Y aunque nuestras procedencias fuesen de distintos puntos de la geografía andaluza, ya fuese de las marismas del Odiel, el poniente de nuestra querida Almería, pasando por Sierra Morena, Sierra Nevada, Cazorla, sin olvidarnos de la Costa del Sol y los pueblos blancos de nuestra hermana Cádiz, todos estábamos allí, familias enteras con nuestras famosas tortillas de patatas, las chacinas que nos habían mandado del pueblo, los aliños de tomate, cebolla y pimiento, o la porra antequerana, y para regar aquellos exquisitos manjares, nuestros famosos vinos de Jerez, o la manzanilla de Sanlúcar, o los caldos del condado de Huelva, todos eran buenos para celebrar aquella fiesta en medio de una tierra que no era la que tanto añorábamos.

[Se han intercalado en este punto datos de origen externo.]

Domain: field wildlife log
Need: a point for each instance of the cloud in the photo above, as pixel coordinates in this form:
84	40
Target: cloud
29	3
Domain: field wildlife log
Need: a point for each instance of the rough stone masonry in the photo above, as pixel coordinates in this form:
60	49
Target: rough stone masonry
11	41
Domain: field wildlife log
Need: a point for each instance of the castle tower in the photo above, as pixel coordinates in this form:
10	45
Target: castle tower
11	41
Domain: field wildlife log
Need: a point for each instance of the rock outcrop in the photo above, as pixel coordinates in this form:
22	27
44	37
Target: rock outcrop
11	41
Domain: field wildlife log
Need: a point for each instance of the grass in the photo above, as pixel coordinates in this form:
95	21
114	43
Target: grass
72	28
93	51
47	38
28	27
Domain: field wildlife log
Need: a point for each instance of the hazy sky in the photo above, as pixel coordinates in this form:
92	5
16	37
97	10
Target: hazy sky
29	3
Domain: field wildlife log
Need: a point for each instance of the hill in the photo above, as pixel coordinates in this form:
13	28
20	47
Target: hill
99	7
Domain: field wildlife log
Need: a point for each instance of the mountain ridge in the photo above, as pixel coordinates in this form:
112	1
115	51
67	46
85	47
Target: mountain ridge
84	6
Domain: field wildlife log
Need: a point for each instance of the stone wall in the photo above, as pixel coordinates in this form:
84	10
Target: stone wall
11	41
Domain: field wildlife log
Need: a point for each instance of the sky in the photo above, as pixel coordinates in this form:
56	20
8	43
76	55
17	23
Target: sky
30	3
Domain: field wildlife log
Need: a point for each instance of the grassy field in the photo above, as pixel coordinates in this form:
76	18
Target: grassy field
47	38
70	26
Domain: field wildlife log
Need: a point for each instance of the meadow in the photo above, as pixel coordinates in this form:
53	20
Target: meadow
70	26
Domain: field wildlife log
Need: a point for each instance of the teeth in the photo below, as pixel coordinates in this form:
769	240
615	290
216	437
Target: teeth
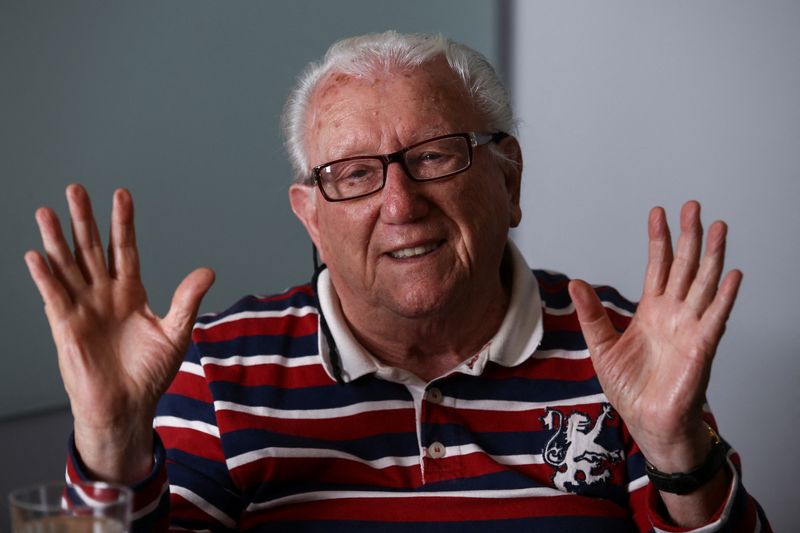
413	252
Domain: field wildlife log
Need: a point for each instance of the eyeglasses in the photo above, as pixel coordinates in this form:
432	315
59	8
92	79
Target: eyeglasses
429	160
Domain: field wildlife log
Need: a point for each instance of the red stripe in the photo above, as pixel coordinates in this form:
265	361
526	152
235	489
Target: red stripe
312	375
347	427
291	326
439	509
192	442
325	470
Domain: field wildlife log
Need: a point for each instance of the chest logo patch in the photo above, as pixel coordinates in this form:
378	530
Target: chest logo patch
579	460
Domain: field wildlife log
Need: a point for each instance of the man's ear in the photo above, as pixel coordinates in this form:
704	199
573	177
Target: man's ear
512	171
304	205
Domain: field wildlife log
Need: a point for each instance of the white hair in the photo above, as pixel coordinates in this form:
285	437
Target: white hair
380	53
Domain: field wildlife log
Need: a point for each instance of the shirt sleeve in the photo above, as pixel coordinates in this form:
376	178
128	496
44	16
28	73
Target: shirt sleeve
190	487
738	513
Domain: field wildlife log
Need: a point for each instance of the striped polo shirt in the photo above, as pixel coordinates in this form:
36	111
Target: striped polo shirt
256	435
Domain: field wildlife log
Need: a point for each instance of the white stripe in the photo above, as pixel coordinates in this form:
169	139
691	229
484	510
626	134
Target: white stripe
289	311
510	405
252	360
150	507
316	453
562	354
176	422
192	368
202	504
560	311
516	460
314	414
384	462
638	483
476	494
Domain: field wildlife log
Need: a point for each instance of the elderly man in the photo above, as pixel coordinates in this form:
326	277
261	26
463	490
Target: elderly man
427	380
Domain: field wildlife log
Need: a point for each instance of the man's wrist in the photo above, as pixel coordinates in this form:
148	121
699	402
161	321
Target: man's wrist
686	482
115	454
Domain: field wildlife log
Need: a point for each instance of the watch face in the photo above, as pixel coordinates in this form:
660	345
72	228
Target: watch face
687	482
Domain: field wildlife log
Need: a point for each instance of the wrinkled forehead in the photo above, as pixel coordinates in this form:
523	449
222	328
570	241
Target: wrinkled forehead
357	115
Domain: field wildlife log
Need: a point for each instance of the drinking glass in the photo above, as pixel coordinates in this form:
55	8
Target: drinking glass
75	507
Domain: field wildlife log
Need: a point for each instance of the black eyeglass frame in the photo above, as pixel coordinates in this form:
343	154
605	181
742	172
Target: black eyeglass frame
473	140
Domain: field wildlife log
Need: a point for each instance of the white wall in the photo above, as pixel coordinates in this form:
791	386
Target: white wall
625	105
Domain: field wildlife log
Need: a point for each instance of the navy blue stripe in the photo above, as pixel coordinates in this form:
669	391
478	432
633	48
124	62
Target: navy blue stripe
284	345
507	442
188	408
192	464
516	389
218	490
506	480
367	448
562	340
147	523
549	278
561	298
256	303
321	397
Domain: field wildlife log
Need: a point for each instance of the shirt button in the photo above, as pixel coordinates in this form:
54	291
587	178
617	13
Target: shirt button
436	450
435	395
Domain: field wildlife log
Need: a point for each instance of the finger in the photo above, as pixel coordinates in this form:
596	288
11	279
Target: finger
704	286
56	299
659	252
61	260
687	256
595	324
86	238
185	303
123	255
716	315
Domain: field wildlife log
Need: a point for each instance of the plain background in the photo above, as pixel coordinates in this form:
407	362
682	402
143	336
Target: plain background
623	105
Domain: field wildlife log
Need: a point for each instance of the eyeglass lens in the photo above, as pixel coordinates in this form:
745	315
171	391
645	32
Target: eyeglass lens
427	161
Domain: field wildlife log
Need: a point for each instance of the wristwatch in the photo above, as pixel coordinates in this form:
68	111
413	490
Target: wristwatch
688	482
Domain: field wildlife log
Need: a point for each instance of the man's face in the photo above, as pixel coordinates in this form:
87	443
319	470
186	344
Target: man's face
412	249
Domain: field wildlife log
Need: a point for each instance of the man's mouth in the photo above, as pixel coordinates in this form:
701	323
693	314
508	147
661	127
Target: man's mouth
415	251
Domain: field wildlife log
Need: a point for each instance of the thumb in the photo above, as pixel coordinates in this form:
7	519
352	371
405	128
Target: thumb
595	324
185	303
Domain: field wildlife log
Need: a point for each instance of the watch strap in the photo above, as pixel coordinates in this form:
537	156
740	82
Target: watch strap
688	482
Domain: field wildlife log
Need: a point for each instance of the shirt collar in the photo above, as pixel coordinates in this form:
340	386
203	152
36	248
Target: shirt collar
518	337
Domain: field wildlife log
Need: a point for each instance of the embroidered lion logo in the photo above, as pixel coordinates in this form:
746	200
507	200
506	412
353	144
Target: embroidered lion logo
573	449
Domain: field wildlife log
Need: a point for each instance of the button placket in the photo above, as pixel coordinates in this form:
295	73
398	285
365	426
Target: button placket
436	450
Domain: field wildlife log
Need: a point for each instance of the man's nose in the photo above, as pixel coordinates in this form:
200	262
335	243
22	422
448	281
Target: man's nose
403	198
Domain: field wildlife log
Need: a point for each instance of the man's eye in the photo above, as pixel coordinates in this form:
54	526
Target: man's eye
355	173
431	156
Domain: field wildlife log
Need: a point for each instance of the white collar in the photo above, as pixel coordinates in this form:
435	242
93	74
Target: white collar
518	337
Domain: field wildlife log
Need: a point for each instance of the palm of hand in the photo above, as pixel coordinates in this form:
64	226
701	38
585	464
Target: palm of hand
655	374
113	351
115	355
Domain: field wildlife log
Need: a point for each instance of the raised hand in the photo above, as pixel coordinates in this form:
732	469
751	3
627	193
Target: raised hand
115	355
655	374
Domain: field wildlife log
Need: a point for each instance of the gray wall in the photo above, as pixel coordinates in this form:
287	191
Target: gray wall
180	102
625	105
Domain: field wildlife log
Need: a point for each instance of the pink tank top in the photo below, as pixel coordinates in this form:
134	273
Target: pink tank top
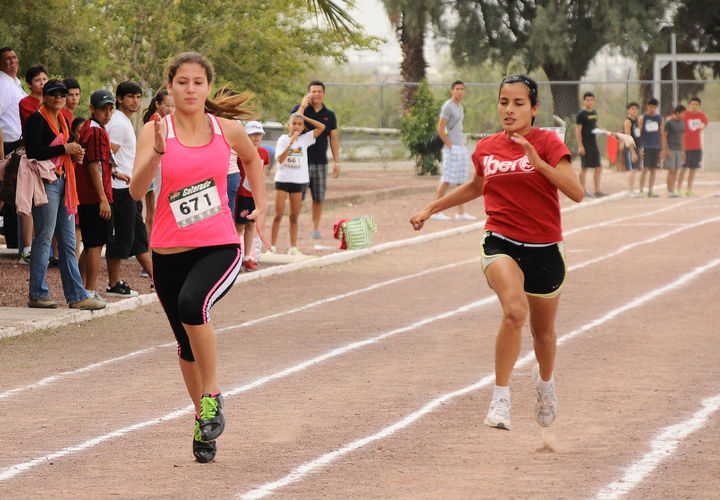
192	204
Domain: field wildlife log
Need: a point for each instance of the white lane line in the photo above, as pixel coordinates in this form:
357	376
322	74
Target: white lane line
300	472
358	291
17	469
386	246
316	303
662	448
654	239
449	232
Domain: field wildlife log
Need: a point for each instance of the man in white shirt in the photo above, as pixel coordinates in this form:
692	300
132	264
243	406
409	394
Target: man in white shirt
11	92
130	232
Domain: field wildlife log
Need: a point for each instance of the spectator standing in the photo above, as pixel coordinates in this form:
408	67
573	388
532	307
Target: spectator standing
588	150
317	153
674	132
46	137
130	232
94	187
454	153
245	204
73	99
633	161
11	92
161	105
36	78
695	122
653	141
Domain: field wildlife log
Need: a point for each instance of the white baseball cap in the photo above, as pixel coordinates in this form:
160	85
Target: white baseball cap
253	127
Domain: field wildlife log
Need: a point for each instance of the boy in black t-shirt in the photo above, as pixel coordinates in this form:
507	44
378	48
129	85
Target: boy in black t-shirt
588	150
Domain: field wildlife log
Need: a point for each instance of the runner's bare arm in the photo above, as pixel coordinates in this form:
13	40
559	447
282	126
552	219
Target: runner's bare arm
148	153
467	192
562	175
248	155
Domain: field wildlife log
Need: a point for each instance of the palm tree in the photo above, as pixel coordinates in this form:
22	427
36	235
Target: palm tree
410	18
336	15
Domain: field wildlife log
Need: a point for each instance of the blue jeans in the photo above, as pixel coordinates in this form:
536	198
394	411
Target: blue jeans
48	219
233	186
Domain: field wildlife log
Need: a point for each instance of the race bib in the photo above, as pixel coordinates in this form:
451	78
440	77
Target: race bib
194	203
294	159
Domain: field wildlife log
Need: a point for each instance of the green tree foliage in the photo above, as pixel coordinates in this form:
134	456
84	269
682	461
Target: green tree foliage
265	46
559	36
411	18
418	127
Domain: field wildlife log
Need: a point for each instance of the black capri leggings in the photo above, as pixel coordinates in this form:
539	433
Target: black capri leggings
189	283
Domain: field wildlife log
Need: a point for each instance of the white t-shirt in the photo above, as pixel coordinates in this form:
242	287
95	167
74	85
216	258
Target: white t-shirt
122	133
294	169
10	94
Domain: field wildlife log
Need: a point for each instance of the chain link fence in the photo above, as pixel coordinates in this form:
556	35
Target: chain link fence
370	113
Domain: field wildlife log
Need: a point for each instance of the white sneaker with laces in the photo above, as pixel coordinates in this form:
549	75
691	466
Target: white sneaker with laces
546	404
499	414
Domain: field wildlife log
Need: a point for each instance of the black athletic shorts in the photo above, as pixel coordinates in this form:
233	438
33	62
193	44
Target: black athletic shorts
543	266
693	157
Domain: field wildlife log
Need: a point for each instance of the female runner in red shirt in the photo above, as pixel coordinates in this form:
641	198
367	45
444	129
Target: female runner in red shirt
195	247
519	171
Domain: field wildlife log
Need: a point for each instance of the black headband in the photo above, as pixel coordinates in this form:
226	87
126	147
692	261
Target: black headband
531	85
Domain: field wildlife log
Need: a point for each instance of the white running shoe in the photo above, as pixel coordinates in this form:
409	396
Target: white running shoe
499	414
546	403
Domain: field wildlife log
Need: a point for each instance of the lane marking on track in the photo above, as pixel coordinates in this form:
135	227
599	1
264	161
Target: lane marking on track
662	448
245	324
14	470
300	472
101	364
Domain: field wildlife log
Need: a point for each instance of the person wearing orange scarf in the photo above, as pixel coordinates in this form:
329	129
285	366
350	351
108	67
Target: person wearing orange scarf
46	134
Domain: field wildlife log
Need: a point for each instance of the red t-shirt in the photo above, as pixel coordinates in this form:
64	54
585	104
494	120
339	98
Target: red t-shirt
28	105
244	189
520	202
694	123
96	142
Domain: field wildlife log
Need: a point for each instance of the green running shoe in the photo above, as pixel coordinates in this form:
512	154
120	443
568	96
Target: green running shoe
204	452
212	419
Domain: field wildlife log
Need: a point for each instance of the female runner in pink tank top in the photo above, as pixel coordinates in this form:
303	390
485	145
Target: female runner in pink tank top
195	248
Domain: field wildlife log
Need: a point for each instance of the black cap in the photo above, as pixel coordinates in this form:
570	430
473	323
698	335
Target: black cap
54	86
101	97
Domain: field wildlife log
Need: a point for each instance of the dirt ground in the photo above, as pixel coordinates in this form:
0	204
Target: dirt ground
371	378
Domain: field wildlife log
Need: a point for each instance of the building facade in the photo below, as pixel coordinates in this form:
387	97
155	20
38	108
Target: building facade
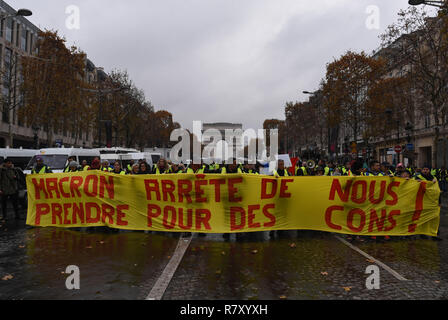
18	37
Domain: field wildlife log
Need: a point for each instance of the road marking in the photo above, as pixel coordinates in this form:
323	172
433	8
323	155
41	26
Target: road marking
164	280
384	266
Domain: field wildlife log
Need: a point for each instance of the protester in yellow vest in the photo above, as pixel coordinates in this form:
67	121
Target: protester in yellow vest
40	167
281	171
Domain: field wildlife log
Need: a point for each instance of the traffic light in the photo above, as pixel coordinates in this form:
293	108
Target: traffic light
108	125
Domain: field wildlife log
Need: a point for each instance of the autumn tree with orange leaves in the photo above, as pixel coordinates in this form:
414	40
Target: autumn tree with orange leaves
345	92
52	83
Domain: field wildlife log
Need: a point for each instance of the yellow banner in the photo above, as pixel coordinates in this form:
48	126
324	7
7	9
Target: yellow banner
234	203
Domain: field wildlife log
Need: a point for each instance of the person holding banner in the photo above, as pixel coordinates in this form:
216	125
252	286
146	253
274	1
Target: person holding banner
425	175
281	171
96	165
161	167
117	169
84	166
40	167
73	166
105	166
67	168
144	168
9	187
374	170
135	169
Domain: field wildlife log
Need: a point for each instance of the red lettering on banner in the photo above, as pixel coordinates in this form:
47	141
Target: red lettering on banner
391	219
241	213
61	187
189	224
284	188
233	191
269	215
152	186
217	183
168	188
355	192
67	206
372	192
52	185
184	188
199	191
109	186
166	213
203	218
78	211
75	184
362	222
41	210
336	187
392	193
328	215
378	221
264	184
153	212
107	212
56	212
121	215
38	187
251	216
94	180
89	217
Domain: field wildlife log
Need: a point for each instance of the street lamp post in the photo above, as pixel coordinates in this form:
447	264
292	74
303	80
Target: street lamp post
19	13
409	127
438	4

Y a toda esa gente la unía el Betis, generando un sentimiento de pertenencia y amistad, como no he conocido otro igual.

Los niños, sobre aquellos montículos de tierra y hoyos, colocaban dos piedras en cada extremo del terreno, formaban dos equipos y aunque fuera con una pelota de trapos jugaba al fútbol como verdaderos futbolistas, mientras los mayores hablaban de nuestros ilustres poetas, artistas, cantaores o toreros, para bailar, cantar, reírse y ayudarse en todo lo que pudieran.

Nuevamente, el abuelo guardó silencio por unos segundos, le cogió la mano a su nieto y le dijo:

-En uno de estos “partidos fiestas” del Betis conocí a la abuela y nos casamos y tuvimos dos hijos un niño y una niña y tu naciste de nuestra Triana. Así que imagínate a cuanta gente y cuan profundamente ha unido el sentimiento verdiblanco más allá de Sevilla. Cuando nos despedíamos de nuestros paisanos hasta el próximo partido siempre gritábamos el mismo eslogan ¡VIVA EL BETIS MANQUE PIERDA!  ¿Comprendes ahora porque hay tantos béticos esparcidos por el mundo y porque al Betis lo siguen tantos andaluces y a su bandera verde y blanca? Y cada vez que el Betis jugaba en cualquier recoveco de los cinco continentes siempre ocurría lo mismo, aquello era una fiesta y la alegría impregnaba el aire de la población y el color especial de su tierra sevillana, andaluza, invadía todas las callejas y plazas y hasta los más sosos lugareños con una sonrisa en los labios decían con esas voces raras, Betis, Betis. Eso hizo que incluso a los locales (alemanes, franceses, suizos, etc.) que no eran aficionados al fútbol, lo fuesen por ese sentimiento de alegría que se generaba en torno a ese equipo tan querido por sus fieles.

– Pero abuelo esto parece un cuento andaluz.

– Ahora parece un cuento, pero es como si fuera un sueño vivido en un tiempo no muy lejano, que ha perdurado, perdura y perdurará mientras el mundo sea mundo, Sevilla sea Sevilla y el Betis ondee su bandera verde y blanca para orgullo de la humanidad.

El abuelo se levantó del banco, le cogió la mano a su nieto, se miraron con un orgullo cómplice y apoyado en su bastón, lentamente se dirigieron a su casa cantando bajito el fabuloso himno del centenario Bético, escrito por el inolvidable Rafa Serna.